[<prev] [next>] [<thread-prev] [thread-next>] [day] [month] [year] [list]
Message-ID: <CAErzpmvP41CNQhRVKuDU23xnBKjj239R6_e5K8DSwcNDo7GG5Q@mail.gmail.com>
Date: Sat, 22 Nov 2025 15:19:53 +0800
From: Donglin Peng <dolinux.peng@...il.com>
To: Eduard Zingerman <eddyz87@...il.com>
Cc: Andrii Nakryiko <andrii.nakryiko@...il.com>, ast@...nel.org, zhangxiaoqin@...omi.com,
linux-kernel@...r.kernel.org, bpf@...r.kernel.org,
Donglin Peng <pengdonglin@...omi.com>, Alan Maguire <alan.maguire@...cle.com>,
Song Liu <song@...nel.org>
Subject: Re: [RFC PATCH v7 5/7] libbpf: Implement BTF type sorting validation
for binary search optimization
On Sat, Nov 22, 2025 at 3:07 AM Eduard Zingerman <eddyz87@...il.com> wrote:
>
> On Thu, 2025-11-20 at 15:25 +0800, Donglin Peng wrote:
> > On Thu, Nov 20, 2025 at 3:50 AM Andrii Nakryiko
> > <andrii.nakryiko@...il.com> wrote:
> > >
> > > On Tue, Nov 18, 2025 at 7:21 PM Donglin Peng <dolinux.peng@...il.com> wrote:
> > > >
> > > > From: Donglin Peng <pengdonglin@...omi.com>
> > > >
> > > > This patch adds validation to verify BTF type name sorting, enabling
> > > > binary search optimization for lookups.
> > > >
> > > > Cc: Eduard Zingerman <eddyz87@...il.com>
> > > > Cc: Alexei Starovoitov <ast@...nel.org>
> > > > Cc: Andrii Nakryiko <andrii.nakryiko@...il.com>
> > > > Cc: Alan Maguire <alan.maguire@...cle.com>
> > > > Cc: Song Liu <song@...nel.org>
> > > > Cc: Xiaoqin Zhang <zhangxiaoqin@...omi.com>
> > > > Signed-off-by: Donglin Peng <pengdonglin@...omi.com>
> > > > ---
> > > > tools/lib/bpf/btf.c | 59 +++++++++++++++++++++++++++++++++++++++++++++
> > > > 1 file changed, 59 insertions(+)
> > > >
> > > > diff --git a/tools/lib/bpf/btf.c b/tools/lib/bpf/btf.c
> > > > index 1d19d95da1d0..d872abff42e1 100644
> > > > --- a/tools/lib/bpf/btf.c
> > > > +++ b/tools/lib/bpf/btf.c
> > > > @@ -903,6 +903,64 @@ int btf__resolve_type(const struct btf *btf, __u32 type_id)
> > > > return type_id;
> > > > }
> > > >
> > > > +/* Anonymous types (with empty names) are considered greater than named types
> > > > + * and are sorted after them.
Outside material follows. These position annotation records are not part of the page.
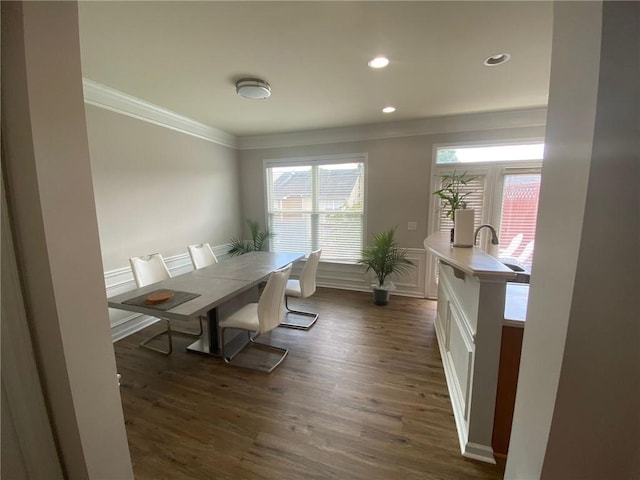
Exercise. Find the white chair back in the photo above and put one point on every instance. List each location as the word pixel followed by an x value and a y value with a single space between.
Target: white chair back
pixel 271 303
pixel 308 274
pixel 202 255
pixel 149 269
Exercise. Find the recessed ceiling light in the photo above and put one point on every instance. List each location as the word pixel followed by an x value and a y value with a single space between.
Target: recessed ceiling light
pixel 497 59
pixel 378 62
pixel 253 88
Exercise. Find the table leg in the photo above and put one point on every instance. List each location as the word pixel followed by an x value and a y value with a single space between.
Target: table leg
pixel 209 342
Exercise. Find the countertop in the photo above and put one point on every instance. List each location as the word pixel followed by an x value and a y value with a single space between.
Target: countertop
pixel 515 305
pixel 472 261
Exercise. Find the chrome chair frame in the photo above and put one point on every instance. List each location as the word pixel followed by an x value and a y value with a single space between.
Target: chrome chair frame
pixel 309 284
pixel 264 346
pixel 168 331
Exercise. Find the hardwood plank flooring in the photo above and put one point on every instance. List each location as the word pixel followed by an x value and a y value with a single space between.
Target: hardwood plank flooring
pixel 362 395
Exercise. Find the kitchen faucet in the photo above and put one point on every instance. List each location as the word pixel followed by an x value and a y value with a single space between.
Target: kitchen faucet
pixel 494 235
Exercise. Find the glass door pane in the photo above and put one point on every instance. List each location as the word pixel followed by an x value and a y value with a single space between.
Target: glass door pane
pixel 519 212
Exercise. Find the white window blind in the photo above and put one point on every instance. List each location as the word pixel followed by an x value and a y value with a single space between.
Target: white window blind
pixel 520 195
pixel 319 205
pixel 475 200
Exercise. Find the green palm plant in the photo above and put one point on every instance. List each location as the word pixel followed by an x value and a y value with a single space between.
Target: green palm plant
pixel 385 257
pixel 453 192
pixel 258 242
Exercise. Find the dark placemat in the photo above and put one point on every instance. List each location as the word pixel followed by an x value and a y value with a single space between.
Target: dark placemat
pixel 177 299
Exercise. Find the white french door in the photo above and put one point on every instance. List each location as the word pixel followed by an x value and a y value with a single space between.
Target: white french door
pixel 503 194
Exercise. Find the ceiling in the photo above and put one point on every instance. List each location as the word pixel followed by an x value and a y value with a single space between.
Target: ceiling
pixel 186 56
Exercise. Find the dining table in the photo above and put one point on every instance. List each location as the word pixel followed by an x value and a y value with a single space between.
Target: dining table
pixel 215 291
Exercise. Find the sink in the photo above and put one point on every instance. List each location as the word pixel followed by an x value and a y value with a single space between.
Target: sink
pixel 522 274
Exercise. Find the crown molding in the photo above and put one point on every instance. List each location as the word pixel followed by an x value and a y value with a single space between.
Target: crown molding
pixel 114 100
pixel 533 117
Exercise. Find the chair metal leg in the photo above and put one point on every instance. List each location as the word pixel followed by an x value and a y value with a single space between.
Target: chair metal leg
pixel 156 349
pixel 169 332
pixel 255 344
pixel 297 326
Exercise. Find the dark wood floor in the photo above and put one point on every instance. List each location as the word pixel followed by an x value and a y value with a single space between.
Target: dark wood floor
pixel 362 395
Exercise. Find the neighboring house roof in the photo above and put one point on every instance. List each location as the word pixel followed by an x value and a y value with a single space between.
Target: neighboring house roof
pixel 336 183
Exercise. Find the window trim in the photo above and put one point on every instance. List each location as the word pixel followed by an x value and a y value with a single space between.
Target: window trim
pixel 319 160
pixel 494 182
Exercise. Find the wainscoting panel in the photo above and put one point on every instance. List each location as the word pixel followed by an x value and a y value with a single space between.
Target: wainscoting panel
pixel 332 275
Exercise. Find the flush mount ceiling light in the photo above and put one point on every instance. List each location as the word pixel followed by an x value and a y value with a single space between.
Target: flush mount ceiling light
pixel 378 62
pixel 497 59
pixel 253 88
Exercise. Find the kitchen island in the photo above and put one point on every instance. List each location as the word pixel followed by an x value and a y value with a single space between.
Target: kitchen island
pixel 472 288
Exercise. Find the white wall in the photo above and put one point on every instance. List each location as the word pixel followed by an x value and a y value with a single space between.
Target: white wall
pixel 576 412
pixel 56 234
pixel 398 171
pixel 157 189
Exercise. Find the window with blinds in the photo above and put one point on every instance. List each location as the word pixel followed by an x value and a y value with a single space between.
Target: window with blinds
pixel 474 199
pixel 520 195
pixel 317 205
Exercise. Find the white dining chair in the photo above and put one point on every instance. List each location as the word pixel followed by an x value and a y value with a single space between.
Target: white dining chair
pixel 303 287
pixel 201 255
pixel 147 270
pixel 261 317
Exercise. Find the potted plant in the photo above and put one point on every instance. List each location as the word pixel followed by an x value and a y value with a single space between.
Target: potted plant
pixel 258 240
pixel 453 194
pixel 385 258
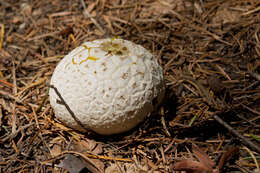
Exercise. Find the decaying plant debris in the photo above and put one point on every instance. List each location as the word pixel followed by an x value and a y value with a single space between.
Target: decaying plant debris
pixel 210 52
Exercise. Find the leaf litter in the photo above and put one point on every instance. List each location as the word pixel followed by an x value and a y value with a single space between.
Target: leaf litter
pixel 210 54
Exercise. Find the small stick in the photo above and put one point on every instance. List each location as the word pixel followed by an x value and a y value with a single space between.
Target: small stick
pixel 86 13
pixel 244 140
pixel 68 108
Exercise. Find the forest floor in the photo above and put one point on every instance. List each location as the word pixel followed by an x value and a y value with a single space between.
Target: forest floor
pixel 210 53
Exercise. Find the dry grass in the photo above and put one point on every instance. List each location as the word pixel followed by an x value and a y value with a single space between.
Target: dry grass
pixel 210 52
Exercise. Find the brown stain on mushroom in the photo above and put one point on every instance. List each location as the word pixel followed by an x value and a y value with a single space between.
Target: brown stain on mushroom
pixel 124 76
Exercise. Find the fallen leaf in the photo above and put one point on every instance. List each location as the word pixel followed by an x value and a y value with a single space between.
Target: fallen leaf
pixel 72 164
pixel 204 163
pixel 226 156
pixel 55 146
pixel 87 146
pixel 203 157
pixel 190 165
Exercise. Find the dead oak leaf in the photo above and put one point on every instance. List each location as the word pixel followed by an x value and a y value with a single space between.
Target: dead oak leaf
pixel 204 163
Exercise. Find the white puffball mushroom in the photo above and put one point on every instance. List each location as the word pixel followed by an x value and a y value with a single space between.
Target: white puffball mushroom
pixel 111 85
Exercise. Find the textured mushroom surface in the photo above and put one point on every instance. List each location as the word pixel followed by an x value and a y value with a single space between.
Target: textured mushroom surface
pixel 110 84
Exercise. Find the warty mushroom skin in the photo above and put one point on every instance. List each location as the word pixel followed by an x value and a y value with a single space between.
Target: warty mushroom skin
pixel 111 85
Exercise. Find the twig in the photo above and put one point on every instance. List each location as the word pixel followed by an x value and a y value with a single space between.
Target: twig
pixel 14 134
pixel 243 139
pixel 86 13
pixel 68 108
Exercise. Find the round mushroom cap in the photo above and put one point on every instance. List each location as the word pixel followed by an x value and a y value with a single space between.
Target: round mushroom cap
pixel 111 85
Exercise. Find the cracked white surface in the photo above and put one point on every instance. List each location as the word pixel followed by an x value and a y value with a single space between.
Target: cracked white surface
pixel 110 85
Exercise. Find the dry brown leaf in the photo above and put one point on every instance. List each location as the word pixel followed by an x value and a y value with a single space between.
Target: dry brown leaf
pixel 204 163
pixel 55 146
pixel 90 146
pixel 190 165
pixel 203 157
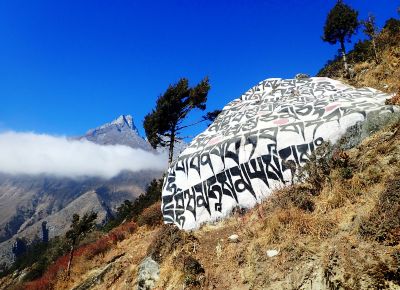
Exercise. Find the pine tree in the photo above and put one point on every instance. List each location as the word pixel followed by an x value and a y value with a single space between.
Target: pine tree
pixel 164 123
pixel 341 24
pixel 78 229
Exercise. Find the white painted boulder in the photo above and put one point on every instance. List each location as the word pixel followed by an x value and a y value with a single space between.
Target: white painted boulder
pixel 241 157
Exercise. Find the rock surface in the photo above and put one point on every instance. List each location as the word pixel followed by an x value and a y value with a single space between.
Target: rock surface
pixel 243 155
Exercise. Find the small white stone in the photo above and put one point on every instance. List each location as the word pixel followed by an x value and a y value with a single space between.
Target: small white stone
pixel 233 238
pixel 272 253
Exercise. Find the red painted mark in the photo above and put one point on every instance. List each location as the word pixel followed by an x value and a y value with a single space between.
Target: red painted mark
pixel 281 121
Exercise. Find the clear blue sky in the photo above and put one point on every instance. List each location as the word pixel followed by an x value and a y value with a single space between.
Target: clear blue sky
pixel 70 65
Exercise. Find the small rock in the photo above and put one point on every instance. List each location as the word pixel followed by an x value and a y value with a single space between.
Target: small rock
pixel 149 273
pixel 234 238
pixel 272 253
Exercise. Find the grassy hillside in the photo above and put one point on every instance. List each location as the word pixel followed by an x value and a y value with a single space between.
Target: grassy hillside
pixel 339 229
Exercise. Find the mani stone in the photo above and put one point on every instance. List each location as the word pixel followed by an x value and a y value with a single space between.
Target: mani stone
pixel 254 143
pixel 148 274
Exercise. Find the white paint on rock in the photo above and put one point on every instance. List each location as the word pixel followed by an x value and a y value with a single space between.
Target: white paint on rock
pixel 238 160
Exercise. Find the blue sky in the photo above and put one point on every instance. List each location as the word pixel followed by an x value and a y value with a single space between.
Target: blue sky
pixel 70 65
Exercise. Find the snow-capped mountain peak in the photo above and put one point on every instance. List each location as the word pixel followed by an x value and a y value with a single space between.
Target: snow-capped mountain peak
pixel 120 131
pixel 120 122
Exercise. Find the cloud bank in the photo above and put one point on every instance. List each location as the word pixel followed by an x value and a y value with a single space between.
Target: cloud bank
pixel 34 154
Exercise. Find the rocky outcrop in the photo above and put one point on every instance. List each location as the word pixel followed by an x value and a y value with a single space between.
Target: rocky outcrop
pixel 256 143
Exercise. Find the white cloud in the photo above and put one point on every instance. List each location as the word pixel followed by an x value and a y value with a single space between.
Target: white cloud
pixel 33 154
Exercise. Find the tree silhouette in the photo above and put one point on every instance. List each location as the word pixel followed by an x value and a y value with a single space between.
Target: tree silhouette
pixel 164 123
pixel 78 229
pixel 341 24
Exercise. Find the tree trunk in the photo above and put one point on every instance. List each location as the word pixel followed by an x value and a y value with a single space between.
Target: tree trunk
pixel 346 66
pixel 71 254
pixel 171 147
pixel 375 50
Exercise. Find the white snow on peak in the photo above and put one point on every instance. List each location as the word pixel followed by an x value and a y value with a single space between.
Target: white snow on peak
pixel 124 119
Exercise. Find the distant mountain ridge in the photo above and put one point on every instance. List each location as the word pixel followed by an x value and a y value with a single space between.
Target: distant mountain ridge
pixel 121 131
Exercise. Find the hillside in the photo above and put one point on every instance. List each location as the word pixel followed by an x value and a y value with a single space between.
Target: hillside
pixel 337 230
pixel 26 201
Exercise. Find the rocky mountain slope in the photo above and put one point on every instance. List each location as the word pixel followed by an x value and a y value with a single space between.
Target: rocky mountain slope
pixel 27 201
pixel 339 229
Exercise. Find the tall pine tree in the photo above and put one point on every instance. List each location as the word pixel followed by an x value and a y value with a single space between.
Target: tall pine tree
pixel 164 124
pixel 341 24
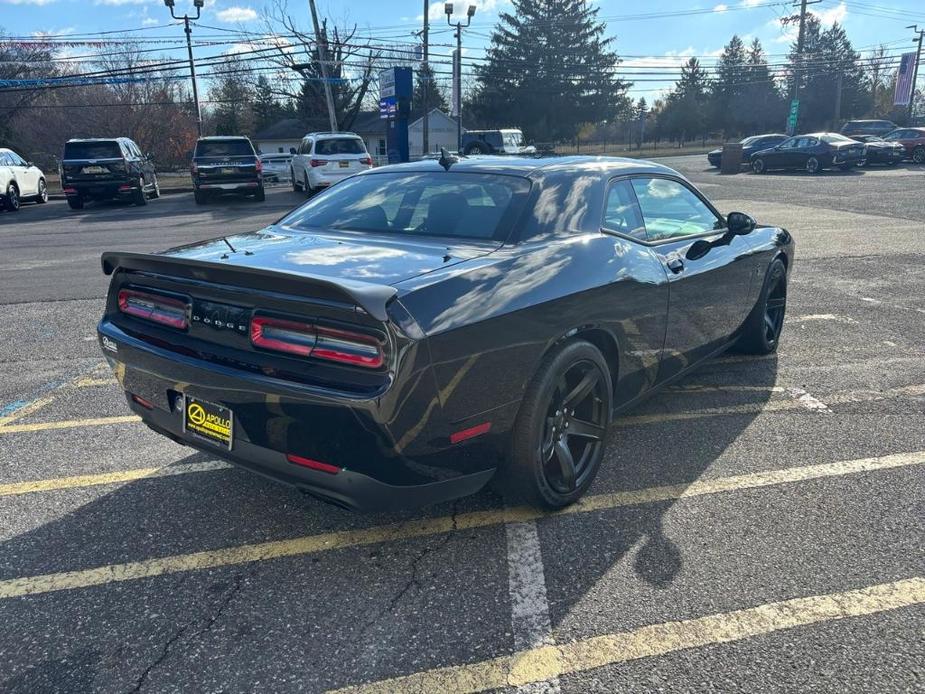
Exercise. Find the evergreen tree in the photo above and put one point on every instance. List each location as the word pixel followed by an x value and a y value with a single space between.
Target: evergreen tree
pixel 435 96
pixel 267 109
pixel 549 69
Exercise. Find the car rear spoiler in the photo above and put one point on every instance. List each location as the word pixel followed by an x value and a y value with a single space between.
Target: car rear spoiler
pixel 372 298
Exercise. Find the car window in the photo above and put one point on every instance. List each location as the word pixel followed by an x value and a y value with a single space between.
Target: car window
pixel 92 150
pixel 622 213
pixel 339 145
pixel 671 210
pixel 224 148
pixel 475 206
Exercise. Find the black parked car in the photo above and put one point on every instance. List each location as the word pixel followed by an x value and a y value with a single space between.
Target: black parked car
pixel 226 165
pixel 879 151
pixel 750 145
pixel 867 127
pixel 107 169
pixel 409 333
pixel 812 153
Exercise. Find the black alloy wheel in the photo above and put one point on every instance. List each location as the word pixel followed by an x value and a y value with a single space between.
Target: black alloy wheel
pixel 760 333
pixel 575 425
pixel 12 197
pixel 561 429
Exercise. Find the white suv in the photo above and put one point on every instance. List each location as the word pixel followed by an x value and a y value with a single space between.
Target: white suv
pixel 19 179
pixel 326 158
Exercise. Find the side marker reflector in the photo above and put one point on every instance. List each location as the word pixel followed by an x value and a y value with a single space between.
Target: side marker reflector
pixel 471 432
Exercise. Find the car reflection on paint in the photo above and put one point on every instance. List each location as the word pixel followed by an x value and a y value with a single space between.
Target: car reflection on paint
pixel 417 330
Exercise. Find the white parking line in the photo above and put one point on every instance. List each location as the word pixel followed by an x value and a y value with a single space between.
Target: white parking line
pixel 530 622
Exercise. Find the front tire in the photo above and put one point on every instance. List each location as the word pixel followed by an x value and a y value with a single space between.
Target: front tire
pixel 561 429
pixel 12 198
pixel 761 331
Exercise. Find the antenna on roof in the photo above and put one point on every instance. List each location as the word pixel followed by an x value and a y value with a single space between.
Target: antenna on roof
pixel 446 159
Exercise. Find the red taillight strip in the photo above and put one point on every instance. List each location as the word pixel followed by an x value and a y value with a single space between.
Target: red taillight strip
pixel 348 348
pixel 154 308
pixel 313 464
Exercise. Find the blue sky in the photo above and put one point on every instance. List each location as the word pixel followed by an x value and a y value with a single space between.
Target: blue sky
pixel 647 35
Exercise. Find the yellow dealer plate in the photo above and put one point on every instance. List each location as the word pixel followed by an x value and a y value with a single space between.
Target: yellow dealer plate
pixel 208 421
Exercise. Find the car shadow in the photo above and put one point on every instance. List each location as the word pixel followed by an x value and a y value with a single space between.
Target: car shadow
pixel 194 512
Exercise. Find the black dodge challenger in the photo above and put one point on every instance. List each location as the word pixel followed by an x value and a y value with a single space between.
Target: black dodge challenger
pixel 419 329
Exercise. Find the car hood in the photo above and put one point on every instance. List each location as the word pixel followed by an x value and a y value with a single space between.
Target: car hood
pixel 378 259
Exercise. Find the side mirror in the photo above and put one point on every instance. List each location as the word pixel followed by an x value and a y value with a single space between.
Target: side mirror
pixel 739 223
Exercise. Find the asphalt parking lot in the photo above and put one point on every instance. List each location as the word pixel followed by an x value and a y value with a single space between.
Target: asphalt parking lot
pixel 757 527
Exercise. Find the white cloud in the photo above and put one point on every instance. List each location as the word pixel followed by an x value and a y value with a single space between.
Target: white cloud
pixel 237 14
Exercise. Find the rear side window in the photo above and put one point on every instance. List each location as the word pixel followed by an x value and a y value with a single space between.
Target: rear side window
pixel 622 213
pixel 340 145
pixel 92 150
pixel 671 210
pixel 474 206
pixel 224 148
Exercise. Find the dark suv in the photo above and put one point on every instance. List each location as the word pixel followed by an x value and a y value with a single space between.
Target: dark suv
pixel 226 165
pixel 107 169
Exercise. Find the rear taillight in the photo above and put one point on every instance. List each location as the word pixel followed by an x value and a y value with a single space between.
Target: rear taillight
pixel 154 308
pixel 320 342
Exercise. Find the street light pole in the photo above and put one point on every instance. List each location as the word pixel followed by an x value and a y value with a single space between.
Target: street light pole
pixel 189 49
pixel 457 73
pixel 915 70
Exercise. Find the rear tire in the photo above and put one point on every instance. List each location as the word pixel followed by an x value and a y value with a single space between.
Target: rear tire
pixel 560 432
pixel 760 333
pixel 140 197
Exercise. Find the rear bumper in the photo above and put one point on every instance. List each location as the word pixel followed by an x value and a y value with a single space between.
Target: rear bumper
pixel 273 418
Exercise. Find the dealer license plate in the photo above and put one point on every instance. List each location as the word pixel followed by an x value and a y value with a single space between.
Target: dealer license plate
pixel 208 421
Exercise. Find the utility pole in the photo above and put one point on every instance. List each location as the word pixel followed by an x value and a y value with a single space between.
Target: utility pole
pixel 189 49
pixel 795 91
pixel 457 72
pixel 425 97
pixel 915 70
pixel 321 42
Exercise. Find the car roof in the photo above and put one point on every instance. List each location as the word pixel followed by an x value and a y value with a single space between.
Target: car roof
pixel 533 166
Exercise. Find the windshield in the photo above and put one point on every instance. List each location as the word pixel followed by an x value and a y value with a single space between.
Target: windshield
pixel 224 148
pixel 92 150
pixel 340 145
pixel 466 205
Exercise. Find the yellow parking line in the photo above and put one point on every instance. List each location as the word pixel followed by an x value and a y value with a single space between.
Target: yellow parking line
pixel 55 483
pixel 548 662
pixel 68 424
pixel 309 544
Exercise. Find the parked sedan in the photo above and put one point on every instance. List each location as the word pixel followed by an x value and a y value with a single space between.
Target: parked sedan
pixel 415 330
pixel 20 180
pixel 879 151
pixel 750 145
pixel 811 153
pixel 912 140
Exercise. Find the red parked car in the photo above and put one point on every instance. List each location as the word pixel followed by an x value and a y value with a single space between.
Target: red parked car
pixel 912 139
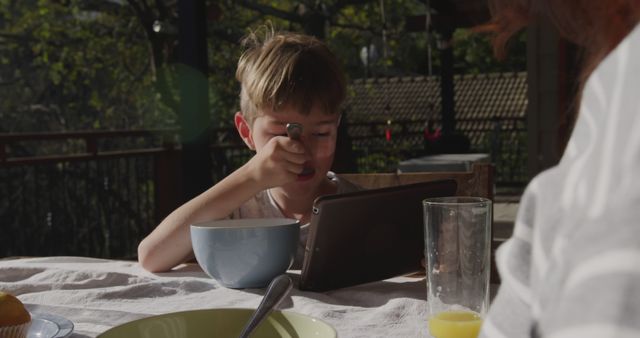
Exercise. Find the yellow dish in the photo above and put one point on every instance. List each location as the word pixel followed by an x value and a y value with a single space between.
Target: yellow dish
pixel 221 323
pixel 455 324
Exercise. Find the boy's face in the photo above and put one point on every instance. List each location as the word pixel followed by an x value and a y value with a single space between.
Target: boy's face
pixel 319 132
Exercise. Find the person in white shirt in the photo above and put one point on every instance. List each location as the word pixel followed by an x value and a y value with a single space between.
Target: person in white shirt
pixel 572 266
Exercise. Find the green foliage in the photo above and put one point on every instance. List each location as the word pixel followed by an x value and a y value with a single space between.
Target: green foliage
pixel 78 64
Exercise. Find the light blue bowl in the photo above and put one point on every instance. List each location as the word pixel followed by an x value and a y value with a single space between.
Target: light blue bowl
pixel 245 253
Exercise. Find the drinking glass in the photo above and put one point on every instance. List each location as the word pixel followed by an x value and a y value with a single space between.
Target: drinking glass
pixel 457 251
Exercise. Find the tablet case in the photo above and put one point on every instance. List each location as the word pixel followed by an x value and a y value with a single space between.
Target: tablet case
pixel 367 235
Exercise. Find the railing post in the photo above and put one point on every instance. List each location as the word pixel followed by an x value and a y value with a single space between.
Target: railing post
pixel 168 180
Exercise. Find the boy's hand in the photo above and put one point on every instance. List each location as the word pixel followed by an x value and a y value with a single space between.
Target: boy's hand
pixel 278 162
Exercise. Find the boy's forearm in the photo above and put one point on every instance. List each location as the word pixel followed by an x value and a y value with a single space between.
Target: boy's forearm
pixel 170 243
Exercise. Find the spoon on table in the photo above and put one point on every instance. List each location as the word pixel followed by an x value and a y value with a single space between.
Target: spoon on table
pixel 278 288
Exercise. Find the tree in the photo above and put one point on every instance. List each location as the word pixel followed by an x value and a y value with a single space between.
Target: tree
pixel 98 64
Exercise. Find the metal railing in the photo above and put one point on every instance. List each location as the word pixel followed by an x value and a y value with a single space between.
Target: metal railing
pixel 99 193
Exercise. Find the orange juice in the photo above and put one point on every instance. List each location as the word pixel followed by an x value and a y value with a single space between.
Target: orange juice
pixel 455 324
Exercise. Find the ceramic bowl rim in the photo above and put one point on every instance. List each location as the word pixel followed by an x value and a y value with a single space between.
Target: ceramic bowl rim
pixel 247 223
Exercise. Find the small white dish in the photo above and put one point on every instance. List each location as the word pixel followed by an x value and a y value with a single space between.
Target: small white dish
pixel 46 325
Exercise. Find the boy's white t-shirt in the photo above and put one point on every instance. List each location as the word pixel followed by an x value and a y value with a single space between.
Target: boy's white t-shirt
pixel 262 205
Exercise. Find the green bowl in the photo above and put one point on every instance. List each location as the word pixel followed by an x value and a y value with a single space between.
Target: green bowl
pixel 221 323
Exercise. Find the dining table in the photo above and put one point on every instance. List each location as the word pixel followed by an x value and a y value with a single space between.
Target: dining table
pixel 96 294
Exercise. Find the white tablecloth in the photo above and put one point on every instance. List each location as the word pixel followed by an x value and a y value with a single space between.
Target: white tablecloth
pixel 97 294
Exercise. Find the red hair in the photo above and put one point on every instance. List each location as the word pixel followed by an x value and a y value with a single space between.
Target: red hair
pixel 597 26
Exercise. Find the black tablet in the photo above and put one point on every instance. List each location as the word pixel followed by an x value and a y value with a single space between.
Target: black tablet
pixel 367 235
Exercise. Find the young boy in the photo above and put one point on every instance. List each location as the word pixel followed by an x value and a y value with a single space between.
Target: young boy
pixel 285 78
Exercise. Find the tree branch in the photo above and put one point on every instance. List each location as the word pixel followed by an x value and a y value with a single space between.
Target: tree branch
pixel 268 10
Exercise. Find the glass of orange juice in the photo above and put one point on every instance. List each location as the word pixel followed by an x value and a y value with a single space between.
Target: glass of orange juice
pixel 457 252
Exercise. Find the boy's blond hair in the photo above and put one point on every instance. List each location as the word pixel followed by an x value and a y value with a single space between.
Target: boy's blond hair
pixel 281 69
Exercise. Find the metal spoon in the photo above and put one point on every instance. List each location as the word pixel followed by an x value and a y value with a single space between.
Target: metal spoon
pixel 294 130
pixel 278 288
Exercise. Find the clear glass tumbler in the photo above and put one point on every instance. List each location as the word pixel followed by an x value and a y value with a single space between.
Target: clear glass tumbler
pixel 457 251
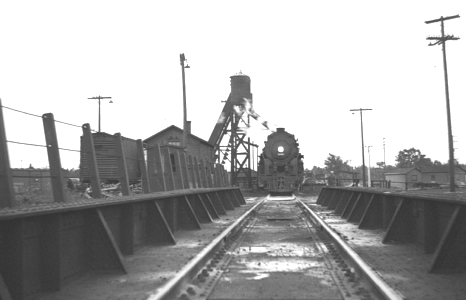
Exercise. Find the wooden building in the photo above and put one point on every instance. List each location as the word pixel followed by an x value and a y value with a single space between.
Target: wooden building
pixel 404 178
pixel 441 175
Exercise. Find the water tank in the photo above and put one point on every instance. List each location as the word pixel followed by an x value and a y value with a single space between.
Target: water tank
pixel 240 88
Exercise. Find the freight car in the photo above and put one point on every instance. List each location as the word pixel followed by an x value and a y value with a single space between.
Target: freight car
pixel 280 164
pixel 107 163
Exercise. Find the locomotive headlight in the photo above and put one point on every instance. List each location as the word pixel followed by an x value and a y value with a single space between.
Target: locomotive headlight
pixel 280 150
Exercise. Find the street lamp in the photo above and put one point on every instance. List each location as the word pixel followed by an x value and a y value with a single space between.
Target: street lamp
pixel 99 98
pixel 185 114
pixel 362 142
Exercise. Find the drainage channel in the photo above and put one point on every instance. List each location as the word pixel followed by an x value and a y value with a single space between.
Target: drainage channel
pixel 277 251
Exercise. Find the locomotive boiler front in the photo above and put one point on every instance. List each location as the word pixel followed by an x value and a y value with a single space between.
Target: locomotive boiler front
pixel 281 167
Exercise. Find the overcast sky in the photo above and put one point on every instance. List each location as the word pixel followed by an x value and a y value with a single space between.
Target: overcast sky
pixel 310 62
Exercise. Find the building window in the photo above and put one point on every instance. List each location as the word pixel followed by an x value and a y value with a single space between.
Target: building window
pixel 174 143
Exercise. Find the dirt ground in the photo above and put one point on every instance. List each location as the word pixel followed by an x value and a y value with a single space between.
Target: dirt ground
pixel 149 267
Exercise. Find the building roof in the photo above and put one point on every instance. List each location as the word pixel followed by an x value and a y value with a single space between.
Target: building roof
pixel 181 131
pixel 403 171
pixel 441 169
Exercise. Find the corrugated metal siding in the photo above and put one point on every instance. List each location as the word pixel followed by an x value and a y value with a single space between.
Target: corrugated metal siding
pixel 104 146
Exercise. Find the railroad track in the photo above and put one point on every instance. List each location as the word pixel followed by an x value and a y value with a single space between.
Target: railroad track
pixel 279 249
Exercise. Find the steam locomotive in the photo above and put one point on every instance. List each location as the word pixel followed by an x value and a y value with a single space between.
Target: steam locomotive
pixel 280 164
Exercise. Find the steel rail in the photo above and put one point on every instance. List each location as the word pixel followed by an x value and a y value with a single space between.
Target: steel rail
pixel 382 287
pixel 170 289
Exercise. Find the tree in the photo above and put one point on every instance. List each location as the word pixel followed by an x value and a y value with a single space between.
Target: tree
pixel 409 158
pixel 336 164
pixel 381 164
Two anonymous types are considered equal. Named
> > > > + * types are compared lexicographically.
> > > > + */
> > > > +static int btf_compare_type_names(const void *a, const void *b, void *priv)
> > > > +{
> > > > + struct btf *btf = (struct btf *)priv;
> > > > + struct btf_type *ta = btf_type_by_id(btf, *(__u32 *)a);
> > > > + struct btf_type *tb = btf_type_by_id(btf, *(__u32 *)b);
> > > > + const char *na, *nb;
> > > > + bool anon_a, anon_b;
> > > > +
> > > > + na = btf__str_by_offset(btf, ta->name_off);
> > > > + nb = btf__str_by_offset(btf, tb->name_off);
> > > > + anon_a = str_is_empty(na);
> > > > + anon_b = str_is_empty(nb);
> > > > +
> > > > + if (anon_a && !anon_b)
> > > > + return 1;
> > > > + if (!anon_a && anon_b)
> > > > + return -1;
> > > > + if (anon_a && anon_b)
> > > > + return 0;
> > >
> > > any reason to hard-code that anonymous types should come *after* named
> > > ones? That requires custom comparison logic here and resolve_btfids,
> > > instead of just relying on btf__str_by_offset() returning valid empty
> > > string for name_off == 0 and then sorting anon types before named
> > > ones, following normal lexicographical sorting rules?
> >
> > Thanks. I found that some kernel functions like btf_find_next_decl_tag,
> > bpf_core_add_cands, find_bpffs_btf_enums, and find_btf_percpu_datasec
> > still use linear search.
>
> - btf_find_next_decl_tag() - this function is called from:
> - btf_find_decl_tag_value(), here whole scan over all BTF types is
> guaranteed to happen (because btf_find_next_decl_tag() is called
> twice);
> - btf_prepare_func_args(), here again whole scan is guaranteed to
> happen, because of the while loop starting from id == 0.
Right.
> - bpf_core_add_cands() this function is called from
> bpf_core_find_cands(), where it does a linear scan over all types in
> kernel BTF and then a linear scan over all types in module BTFs.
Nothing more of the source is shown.